4.3.4.Opruiing
Voor de rechtbank staat dus vast dat verdachte en medeverdachte de video’s op Instagram en YouTube hebben geplaatst/laten plaatsen. Uit het dossier en uit de videoclip die ter terechtzitting is getoond, volgt dat in deze video’s -onder andere- de volgende bewoordingen worden geuit:
- Richt op die opps, ze doen hands in the air;
- Ik wil mn opp in intensive care;
- Mik niet naast body, ikke blaas in;
- Zet m in rib en zorg dat ik win;
- Ik blaas op je head, want ik wil je go;
- Catch een opp ik maak m echt (dood);
- Richt op die opps, ze doen hands in the air;
- Ik werk met skdededed bang;
- Ik zie de opps, ze kijken mn posts;
- Ten toe step als ik kom in ans;
- Ik blaas op opss en ik doe mn dance;
- Kom in me ans en ik blaas je weg;
- Ik kom van west, hier wordt niet getest;
- We bossen die guns, die bullets gaan fast;
- Die bullets gaan fast, je hebt niks aan je vest;
- Ik mik op je head en zorgt dat je crasht;
- Druk m in west, die opps die gaan down.
Bij deze tekst worden door verdachte en medeverdachte verschillende gebaren gemaakt, waaronder een horizontale beweging met de hand langs de keel en het algemeen bekende teken/gebaar voor een ‘time-out’. Daarnaast worden er nepvuurwapens getoond, waarbij op de camera wordt gericht en bij het uitspreken van de tekst “
Catch een opp ik maak m echt dood” een wapen tegen het hoofd wordt gehouden.

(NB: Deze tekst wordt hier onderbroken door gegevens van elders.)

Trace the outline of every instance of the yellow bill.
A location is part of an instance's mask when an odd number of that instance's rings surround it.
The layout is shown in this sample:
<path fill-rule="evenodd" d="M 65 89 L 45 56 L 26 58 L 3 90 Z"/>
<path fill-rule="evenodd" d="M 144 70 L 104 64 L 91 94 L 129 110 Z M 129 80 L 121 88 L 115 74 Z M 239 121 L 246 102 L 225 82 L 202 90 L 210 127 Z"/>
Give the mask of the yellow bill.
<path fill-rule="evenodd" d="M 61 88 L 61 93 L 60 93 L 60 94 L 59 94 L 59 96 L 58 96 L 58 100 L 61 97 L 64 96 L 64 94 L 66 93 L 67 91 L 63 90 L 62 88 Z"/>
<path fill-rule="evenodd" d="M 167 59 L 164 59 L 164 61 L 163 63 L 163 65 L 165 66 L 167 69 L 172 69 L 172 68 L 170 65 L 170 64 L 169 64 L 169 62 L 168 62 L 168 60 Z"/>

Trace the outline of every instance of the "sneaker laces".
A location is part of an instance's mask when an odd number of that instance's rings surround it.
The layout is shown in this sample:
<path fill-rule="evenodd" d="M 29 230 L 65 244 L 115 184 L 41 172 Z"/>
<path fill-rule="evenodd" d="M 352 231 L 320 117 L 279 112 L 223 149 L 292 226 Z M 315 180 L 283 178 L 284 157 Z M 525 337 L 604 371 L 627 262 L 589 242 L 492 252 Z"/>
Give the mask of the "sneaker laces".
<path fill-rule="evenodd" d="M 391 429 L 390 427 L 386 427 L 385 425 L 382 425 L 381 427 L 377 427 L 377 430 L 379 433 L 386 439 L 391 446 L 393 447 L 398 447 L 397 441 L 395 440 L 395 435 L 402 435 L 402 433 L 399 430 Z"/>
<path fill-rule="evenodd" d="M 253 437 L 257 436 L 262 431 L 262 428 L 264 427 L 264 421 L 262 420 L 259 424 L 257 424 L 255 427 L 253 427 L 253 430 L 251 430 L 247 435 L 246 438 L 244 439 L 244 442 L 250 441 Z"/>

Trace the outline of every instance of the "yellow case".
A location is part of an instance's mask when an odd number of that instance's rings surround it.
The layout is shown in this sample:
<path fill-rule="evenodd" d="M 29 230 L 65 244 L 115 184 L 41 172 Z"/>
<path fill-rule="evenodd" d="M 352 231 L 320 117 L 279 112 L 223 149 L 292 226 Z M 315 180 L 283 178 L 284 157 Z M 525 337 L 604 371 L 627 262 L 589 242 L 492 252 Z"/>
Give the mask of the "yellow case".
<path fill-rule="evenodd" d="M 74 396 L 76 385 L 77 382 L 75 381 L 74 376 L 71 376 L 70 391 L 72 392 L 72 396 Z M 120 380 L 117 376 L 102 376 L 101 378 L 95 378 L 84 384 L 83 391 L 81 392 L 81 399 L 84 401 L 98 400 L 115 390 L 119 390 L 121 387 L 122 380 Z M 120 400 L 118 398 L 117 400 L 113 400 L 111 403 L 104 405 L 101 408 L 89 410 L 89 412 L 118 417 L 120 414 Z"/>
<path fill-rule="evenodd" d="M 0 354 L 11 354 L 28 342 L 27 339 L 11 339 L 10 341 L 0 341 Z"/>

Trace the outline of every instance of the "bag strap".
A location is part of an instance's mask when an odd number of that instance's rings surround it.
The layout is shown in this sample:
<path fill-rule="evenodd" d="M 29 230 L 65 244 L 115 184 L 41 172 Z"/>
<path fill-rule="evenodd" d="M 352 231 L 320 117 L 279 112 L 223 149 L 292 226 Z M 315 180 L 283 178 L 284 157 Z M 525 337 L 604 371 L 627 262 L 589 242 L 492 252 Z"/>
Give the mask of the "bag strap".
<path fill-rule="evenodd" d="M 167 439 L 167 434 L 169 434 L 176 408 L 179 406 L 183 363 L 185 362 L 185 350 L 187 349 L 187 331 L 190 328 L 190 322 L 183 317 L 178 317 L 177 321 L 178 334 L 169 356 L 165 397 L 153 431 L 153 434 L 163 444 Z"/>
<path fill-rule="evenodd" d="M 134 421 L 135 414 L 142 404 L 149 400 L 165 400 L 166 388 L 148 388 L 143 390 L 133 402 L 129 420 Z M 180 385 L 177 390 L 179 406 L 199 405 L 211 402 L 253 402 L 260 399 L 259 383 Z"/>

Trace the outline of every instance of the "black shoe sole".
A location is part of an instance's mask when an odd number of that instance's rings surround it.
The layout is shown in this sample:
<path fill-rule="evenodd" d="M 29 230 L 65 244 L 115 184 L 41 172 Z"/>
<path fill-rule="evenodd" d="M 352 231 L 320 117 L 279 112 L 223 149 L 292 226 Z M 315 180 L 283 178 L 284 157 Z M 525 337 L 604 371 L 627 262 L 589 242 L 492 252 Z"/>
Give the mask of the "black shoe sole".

De rechtbank moet de vraag beantwoorden of deze video als opruiend in de zin van artikel 131 van het Wetboek van Strafrecht (hierna: WvSr) kan worden aangemerkt.
Algemeen juridisch kader
Voor een bewezenverklaring van opruiing moet aan de volgende – kort weergegeven – vier vereisten zijn voldaan:
1. Er moet zijn aangezet tot iets ongeoorloofds. Dit ongeoorloofde moet een naar Nederlands recht strafbaar feit zijn. Het is niet nodig dat het feit waartoe wordt aangezet ook daadwerkelijk wordt gepleegd.
2. Er moet sprake zijn van opzet. Dat kan voorwaardelijk opzet zijn: het bewust de aanmerkelijke kans aanvaarden dat wordt opgeruid tot het plegen van een strafbaar feit.
3. Vereist is verder dat de uitlating in het openbaar is gedaan. Dat wil zeggen onder zodanige omstandigheden en op zodanige wijze dat deze door het publiek gehoord, gelezen, of gezien kon worden.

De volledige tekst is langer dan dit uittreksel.